No quinto capítulo encontramos um olhar político-pedagógico sobre a experiência do Orçamento Participativo (OP) como sendo um espaço privilegiado para se aprender a cidadania. As discussões resultantes de pesquisas realizadas no decorrer da gestão do Governo Popular e Democrático (1999-2002) no Estado do Rio Grande do Sul demonstram que a participação empodera, traz conhecimento e autonomia. Neste processo fica evidente que relações pedagógicas são relações de poder. Na prática o texto sugere que existe a possibilidade de o OP contribuir para a formação cidadã e a reinvenção da educação. Entende o autor que o processo dialógico que perpassa o OP questiona as práticas pedagógicas pouco participativas e centralizadoras que ainda fazem parte da cultura das instituições educacionais. Sendo assim, o OP é uma inovação que repercute em outros setores da sociedade, especialmente nas relações pedagógicas, que são relações de poder.

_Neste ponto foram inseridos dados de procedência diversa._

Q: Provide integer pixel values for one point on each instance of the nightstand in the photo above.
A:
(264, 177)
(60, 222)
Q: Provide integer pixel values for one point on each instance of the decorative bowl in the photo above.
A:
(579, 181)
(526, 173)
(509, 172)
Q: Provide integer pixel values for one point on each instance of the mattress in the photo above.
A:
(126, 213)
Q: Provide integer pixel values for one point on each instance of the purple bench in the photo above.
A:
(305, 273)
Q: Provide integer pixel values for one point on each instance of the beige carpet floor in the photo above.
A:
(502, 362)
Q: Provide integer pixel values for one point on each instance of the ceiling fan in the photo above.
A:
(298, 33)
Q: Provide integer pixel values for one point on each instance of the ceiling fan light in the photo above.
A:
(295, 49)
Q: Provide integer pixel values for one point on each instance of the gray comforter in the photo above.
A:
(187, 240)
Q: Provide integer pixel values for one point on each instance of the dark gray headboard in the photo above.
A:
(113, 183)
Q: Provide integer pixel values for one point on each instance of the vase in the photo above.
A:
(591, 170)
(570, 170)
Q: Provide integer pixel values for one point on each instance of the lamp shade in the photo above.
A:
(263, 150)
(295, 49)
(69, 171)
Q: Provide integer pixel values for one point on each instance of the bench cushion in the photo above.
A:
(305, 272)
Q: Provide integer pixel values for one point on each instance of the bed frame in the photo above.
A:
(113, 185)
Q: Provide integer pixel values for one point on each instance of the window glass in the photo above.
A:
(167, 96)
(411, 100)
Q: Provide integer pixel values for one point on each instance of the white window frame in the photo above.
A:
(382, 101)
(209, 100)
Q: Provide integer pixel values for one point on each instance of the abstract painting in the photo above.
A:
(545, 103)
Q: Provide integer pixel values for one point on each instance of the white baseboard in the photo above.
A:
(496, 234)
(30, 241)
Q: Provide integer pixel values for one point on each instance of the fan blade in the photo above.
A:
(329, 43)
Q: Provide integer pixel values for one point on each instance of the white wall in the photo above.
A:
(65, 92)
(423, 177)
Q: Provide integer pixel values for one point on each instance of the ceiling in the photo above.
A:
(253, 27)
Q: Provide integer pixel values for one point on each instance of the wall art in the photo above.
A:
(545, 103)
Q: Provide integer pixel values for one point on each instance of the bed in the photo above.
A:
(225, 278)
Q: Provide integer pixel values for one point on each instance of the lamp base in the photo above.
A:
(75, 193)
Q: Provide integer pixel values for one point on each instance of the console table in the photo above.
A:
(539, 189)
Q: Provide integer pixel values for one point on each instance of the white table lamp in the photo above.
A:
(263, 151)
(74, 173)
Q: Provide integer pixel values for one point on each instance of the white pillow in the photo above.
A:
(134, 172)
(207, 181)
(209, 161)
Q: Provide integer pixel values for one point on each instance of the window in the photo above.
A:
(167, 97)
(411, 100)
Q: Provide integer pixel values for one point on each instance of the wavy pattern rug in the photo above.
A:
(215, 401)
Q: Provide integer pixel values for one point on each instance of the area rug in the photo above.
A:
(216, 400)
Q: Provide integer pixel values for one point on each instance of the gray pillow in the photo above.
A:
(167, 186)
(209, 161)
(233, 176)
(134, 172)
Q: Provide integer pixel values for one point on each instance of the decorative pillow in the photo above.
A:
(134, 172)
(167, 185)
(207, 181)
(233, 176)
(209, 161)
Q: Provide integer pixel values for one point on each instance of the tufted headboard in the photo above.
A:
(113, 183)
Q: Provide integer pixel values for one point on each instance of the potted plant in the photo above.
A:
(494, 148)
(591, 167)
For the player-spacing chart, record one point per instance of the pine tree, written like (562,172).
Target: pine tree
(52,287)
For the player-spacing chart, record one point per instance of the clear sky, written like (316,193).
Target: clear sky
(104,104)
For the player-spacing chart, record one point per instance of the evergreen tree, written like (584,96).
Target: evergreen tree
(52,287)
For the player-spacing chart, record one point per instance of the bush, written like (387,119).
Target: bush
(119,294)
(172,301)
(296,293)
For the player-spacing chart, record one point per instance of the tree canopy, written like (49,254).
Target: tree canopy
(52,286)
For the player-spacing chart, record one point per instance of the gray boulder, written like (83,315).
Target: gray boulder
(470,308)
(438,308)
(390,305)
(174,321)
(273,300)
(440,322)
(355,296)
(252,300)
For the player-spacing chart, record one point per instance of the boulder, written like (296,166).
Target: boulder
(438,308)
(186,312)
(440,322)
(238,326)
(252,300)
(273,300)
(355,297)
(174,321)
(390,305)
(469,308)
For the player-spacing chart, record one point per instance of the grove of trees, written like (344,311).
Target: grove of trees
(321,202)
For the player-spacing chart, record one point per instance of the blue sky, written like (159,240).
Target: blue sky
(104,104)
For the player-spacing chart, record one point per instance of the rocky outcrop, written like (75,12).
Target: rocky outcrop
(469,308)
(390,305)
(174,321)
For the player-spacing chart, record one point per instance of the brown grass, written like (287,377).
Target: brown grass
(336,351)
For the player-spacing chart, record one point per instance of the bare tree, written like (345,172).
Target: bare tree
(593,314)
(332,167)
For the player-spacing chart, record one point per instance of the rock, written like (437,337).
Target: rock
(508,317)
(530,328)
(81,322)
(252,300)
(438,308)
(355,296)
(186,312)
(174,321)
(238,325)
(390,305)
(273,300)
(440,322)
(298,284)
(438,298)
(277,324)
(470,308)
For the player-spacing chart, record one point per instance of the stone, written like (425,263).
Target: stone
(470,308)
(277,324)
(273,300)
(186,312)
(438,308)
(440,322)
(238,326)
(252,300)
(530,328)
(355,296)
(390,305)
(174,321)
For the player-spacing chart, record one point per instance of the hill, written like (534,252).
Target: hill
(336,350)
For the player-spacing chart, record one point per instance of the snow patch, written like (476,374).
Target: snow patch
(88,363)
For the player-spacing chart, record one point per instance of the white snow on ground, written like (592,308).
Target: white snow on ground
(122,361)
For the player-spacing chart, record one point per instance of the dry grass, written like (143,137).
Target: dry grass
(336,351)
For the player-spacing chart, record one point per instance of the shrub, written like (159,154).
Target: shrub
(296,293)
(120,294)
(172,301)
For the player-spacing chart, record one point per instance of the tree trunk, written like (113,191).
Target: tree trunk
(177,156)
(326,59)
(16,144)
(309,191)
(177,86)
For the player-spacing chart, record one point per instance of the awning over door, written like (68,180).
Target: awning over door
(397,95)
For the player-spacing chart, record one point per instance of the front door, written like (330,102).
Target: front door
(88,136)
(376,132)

Como fechamento do livro é apresentado ao leitor um conjunto de sete (7) pautas no sentido de propor a continuidade das discussões sobre e para além do novo contrato social. Importa manter a abertura do debate sobre temas que não podem ser esgotados pela própria natureza do objeto, por isso mesmo, pautas. O autor entende que “a pedagogia de um novo contrato social provavelmente será formulada numa linguagem polifônica, pelo reconhecimento da complexidade do ensinar e do aprender que, como parte da vida, estão constantemente rompendo enquadramentos e atravessando fronteiras” (pp.134-35).

Para o autor, a educação do novo contrato social propõe como pauta

  1. A importância da presença da pedagogia nos processos e movimentos sociais como possibilidade de potencialização de práticas formadoras de cidadania e de reinvenção da educação escolar;
  2. Aproximações com outras áreas do conhecimento para qualificar-se nas ações dentro do paradigma da complexidade;
  3. A necessidade de desenvolver esforços para o desocultamento do mercado como um sistema ético e criar estratégias que possam sustentar uma ética da vida;
  4. O fortalecimento e a democratização da esfera pública não-estatal a partir da participação na recriação do poder;
  5. Estar à altura de seu tempo – integrar a memória histórica, a visão utópica e a tecnologia de seu tempo – cultivar, sobretudo, a capacidade de fazer perguntas.
  6. Colocar as permanências e as mudanças dialeticamente numa tensão criativa, possibilitando a qualificação das mudanças;
  7. A educação precisa estar aninhada na busca de um viver juntos que esteja para além dos limites da normatização e da legalidade contratual.

A temática proposta pelo autor é apaixonante para aqueles que acreditam ser possível criar um mundo melhor onde as vivências irradiam a utopia. Só poderia ser uma obra de alguém que se pauta pela esperança e profundo amor à vida. Como não poderia deixar de ser é uma visão da realidade entre outras e por isso não pretende ser a palavra final sobre um tempo tão complexo.

Do autor da Resenha

Cênio Back Weyh, Doutorando do PPGEducação, UNISINOS. Universidade do Vale do Rio dos Sinos, São Leopoldo, RS; Prof. da URI, Univ. Regional Integrada do Alto Uruguai e das Missões, Câmpus de Santo Ângelo, RS.